Teapot Dome

On October 17, 1927, Harry F. Sinclair appeared in court, having been charged with conspiracy to defraud the United States government. The scandal, which would go down in history, happened on the watch of President Warren G Harding and involved Secretary of the Interior, Albert B. Fall and Secretary of the Navy Edwin Denby.

Here is how the trouble began:

At the turn of the 20th century, the United States Navy converted from coal to oil in order to fire its steam-powered ships.

In order to make sure that there would always be enough fuel available for the Navy, President Taft designated several oil-producing regions as Naval Oil Reserves.

In 1921, convinced Denby to turn over control of three oil fields -- Elk Hills and Buena Vista, both in the Kern CountyCalifornia and Teapot Dome in Wyoming -- from the Department of the Navy to the Department of the Interior. 

In 1922, Secretary Fall leased the oil production rights at Teapot Dome to his personal friend Harry Sinclair, founder of Sinclair Oil and the rights to Elk Hills to another personal friend, Edward Doheny, head of Pan-American Petroleum and Transport Company without the use of the competitive bidding process.

Fall received a number of gifts totaling $404,000 as well as a no-interest loan of $100,000 from his two friends. In 2011 dollars; that's about $6.19 million. 

The lease was legal, but the gifts and loan were not.

Although he tried to keep his new-found riches a secret, the change in his lifestyle -- including lucrative business investments and improvements to his cattle ranch -- was obvious, and there were rumors of wrong-doing. 
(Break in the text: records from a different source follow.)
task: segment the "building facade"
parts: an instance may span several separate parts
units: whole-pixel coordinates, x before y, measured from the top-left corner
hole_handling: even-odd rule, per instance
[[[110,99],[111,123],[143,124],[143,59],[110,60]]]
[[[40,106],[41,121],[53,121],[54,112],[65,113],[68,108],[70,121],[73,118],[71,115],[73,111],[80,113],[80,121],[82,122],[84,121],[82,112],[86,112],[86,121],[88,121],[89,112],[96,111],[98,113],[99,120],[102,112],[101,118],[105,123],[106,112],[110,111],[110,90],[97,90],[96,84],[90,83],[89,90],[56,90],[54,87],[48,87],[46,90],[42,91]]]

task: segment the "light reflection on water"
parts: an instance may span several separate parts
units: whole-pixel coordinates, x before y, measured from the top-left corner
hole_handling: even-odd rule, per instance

It wasn't until spring of 1922 that one of Sinclair's competitors in the oil industry wrote an angry letter to his senator complaining about the fact that Sinclair was given a competitive edge in a secret deal for the Teapot Dome reserve.

The Senator, John B. Kendrick, called for an investigation which lasted for more than two years. Fall had covered his trail well, and important pieces of paper kept disappearing. Although the congressional investigation had yielded no evidence of wrong-doing, the commission continued to try to figure out how he had gotten rich so quickly.

But the investigation began to wrap up when evidence of the loan he'd gotten from Doheny was uncovered.

The ensuing scandal left President Harding's legacy that of the scandal and a path of civil and criminal court cases, and forced the resignation of Fall as well as the Secretary of the Navy Denby.

The Supreme Court of the United States handed down the decision which affirmed that the oil leases had been obtained by fraud and corruption. Teapot Dome and the other reserves were taken out of the purview of Interior Department and returned to the Department of the Navy. The leases were invalidated.

President Harding stood by Fall, saying, "The policy which has been adopted by the Secretary of the Navy and the Secretary of the Interior in dealing with these matters was submitted to me prior to the adoption thereof, and the policy decided upon and the subsequent acts have at all times had my entire approval."

Albert Fall became the first member of a presidential cabinet to ever go to prison for crimes committed while in office when he was sentenced to serve a year in jail and fined $100,000.

Harry Sinclair refused to cooperate with the investigation and was eventually charged with contempt of court and jury tampering.

Edward Doheny was found not guilty of bribery in in 1930.